Pertanto il primo compito non è fare o cambiare qualcosa attraverso un particolare sforzo. Proprio l’opposto.
Non ci accingiamo a fare altro che osservare, facciamo la conoscenza del corpo e del respiro ordinario per scoprire cosa sono. IL cammino inizia osservando cos’è il respiro, altrimenti nessun esercizio respiratorio si rivelerà utile.
Ci serve un “amico” che ci aiuti in questo compito, qualcuno che prenda le distanze e osservi ciò che è dentro di noi. Senza giudizi nè aspettative. Gli Yogi hanno attribuito a questo amico il nome di TESTIMONE ( sakshin), ci aiuterà a muovere i primi passi nel nostro viaggio (all’interno di noi stessi) e rimarrà al nostro fianco per tutto il tempo.
Ma come possiamo trovare un testimone?
Per tutta la vita ci hanno insegnato ad analizzare e criticare cose e persone, raramente ad accettare e vederli per quello che essi sono.
Il testimone si rivolge sia al mondo interno che a quello esterno.
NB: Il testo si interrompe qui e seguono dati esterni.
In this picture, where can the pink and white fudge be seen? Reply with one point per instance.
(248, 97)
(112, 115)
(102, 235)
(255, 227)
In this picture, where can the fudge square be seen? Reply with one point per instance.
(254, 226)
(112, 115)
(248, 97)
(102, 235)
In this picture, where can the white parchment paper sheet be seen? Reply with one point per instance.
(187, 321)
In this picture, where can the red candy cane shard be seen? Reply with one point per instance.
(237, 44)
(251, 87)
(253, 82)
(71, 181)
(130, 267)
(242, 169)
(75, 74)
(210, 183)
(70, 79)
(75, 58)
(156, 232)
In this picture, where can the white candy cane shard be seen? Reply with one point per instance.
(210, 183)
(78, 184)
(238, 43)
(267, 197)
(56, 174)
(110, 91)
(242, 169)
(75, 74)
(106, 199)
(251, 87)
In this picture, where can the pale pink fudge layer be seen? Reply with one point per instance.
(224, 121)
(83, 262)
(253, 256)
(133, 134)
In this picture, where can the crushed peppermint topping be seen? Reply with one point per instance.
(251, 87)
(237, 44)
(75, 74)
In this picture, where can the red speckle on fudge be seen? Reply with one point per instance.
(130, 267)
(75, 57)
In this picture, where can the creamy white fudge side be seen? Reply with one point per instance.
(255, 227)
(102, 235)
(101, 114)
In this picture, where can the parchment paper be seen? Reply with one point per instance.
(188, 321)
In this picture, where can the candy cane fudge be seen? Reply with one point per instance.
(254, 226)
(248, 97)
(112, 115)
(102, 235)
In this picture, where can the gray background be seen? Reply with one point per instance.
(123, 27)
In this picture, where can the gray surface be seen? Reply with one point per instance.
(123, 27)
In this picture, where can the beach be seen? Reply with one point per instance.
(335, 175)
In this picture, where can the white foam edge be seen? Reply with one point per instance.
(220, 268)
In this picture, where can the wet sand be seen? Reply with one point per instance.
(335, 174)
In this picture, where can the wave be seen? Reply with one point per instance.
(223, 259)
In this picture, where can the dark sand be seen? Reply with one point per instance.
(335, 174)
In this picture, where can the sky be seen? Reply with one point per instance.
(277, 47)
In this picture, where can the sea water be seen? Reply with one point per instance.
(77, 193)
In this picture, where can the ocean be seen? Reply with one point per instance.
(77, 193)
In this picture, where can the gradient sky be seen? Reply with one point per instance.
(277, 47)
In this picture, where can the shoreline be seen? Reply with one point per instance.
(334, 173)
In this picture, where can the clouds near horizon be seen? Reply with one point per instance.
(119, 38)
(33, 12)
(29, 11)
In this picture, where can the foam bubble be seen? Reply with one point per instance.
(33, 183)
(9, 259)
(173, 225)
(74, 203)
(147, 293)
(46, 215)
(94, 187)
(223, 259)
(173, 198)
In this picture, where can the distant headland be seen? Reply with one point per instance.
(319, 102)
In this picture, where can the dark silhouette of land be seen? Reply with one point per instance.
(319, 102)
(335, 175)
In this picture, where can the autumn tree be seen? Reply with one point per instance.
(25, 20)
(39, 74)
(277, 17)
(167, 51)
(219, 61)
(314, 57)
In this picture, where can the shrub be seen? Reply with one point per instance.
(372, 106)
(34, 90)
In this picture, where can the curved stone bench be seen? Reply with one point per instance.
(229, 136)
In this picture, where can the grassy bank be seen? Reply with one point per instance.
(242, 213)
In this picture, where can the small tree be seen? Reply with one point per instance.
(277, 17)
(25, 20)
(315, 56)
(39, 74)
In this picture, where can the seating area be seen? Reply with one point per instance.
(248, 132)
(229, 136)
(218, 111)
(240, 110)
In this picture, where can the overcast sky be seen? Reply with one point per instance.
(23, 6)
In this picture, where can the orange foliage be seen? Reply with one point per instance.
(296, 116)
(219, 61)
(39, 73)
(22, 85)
Lascia che si esprimano liberamente senza interferire. Il testimone è centrato sul presente non ha memoria del passato nè preoccupazioni per il futuro. Ha fiducia in sé stesso, non dipende dal giudizio degli altri: si accetta sia nei successi che nei fallimenti.
Non è difficile prendere contatto con il testimone, la vera sfida è : mantenere tale contatto per più di pochi secondi. Inizialmente il legame con il nostro compagno di viaggio sarà probabilmente debole. Sviluppare il testimone è come sviluppare un muscolo, più lo esercitiamo, più si rafforza.
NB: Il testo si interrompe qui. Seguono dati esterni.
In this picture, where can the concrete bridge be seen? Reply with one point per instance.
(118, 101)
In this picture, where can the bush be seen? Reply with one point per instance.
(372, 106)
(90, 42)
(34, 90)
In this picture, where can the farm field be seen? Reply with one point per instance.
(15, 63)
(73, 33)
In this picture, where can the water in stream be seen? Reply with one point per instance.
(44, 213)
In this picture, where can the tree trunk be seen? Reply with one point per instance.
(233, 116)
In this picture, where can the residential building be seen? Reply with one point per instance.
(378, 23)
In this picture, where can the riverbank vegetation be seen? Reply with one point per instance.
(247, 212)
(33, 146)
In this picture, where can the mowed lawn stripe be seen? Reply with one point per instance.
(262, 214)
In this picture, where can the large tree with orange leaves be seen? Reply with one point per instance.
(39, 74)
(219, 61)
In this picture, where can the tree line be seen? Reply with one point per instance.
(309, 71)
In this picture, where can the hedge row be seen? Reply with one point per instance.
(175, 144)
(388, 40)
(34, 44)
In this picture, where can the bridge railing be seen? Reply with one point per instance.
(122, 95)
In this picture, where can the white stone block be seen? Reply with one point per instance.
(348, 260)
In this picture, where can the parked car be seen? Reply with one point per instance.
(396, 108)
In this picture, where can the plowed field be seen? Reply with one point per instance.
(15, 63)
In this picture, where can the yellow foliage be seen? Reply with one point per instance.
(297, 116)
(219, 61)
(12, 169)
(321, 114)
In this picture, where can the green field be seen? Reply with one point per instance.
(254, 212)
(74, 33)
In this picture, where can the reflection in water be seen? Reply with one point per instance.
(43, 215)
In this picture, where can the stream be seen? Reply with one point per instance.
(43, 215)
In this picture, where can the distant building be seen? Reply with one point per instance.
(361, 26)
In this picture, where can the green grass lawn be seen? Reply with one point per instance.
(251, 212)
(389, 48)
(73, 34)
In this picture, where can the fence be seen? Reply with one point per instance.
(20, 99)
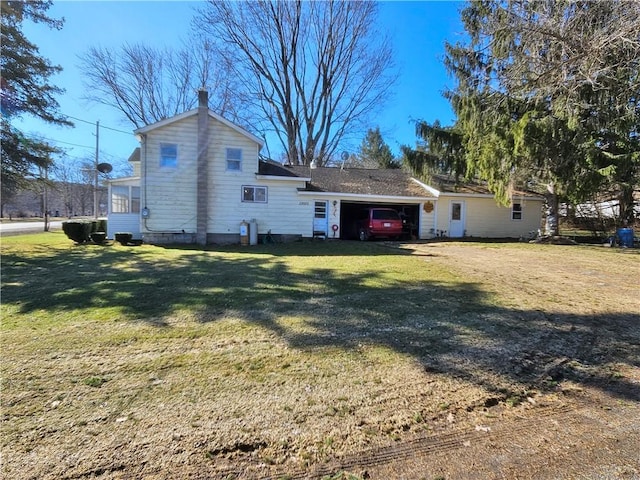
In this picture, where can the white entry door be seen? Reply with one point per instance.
(320, 219)
(456, 219)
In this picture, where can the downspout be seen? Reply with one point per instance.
(202, 170)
All’inizio e alla fine di ogni seduta yoga dedicate alcuni momenti seguendo il respiro che scorre nelle narici, osservate le fluttuazioni mentali del giorno, prendendo nota delle sensazioni, dei pensieri, della pratica, della vita in generale. Qualche ostacolo si profila all’orizzonte? se ce ne sono, siatene testimoni, nulla di più.
Il testimone non si limiterà a vedere ma, a mano a mano che acquisisce forza ed esperienza, suggerisce possibili linee condotta. Ascoltate attentamente ogni parola di saggezza che proviene dal vostro testimone.
Quando avremo instaurato un buon rapporto di lavoro con il testimone nella pratica delle asanas e del pranayama, potremo introdurlo nella vita quotidiana.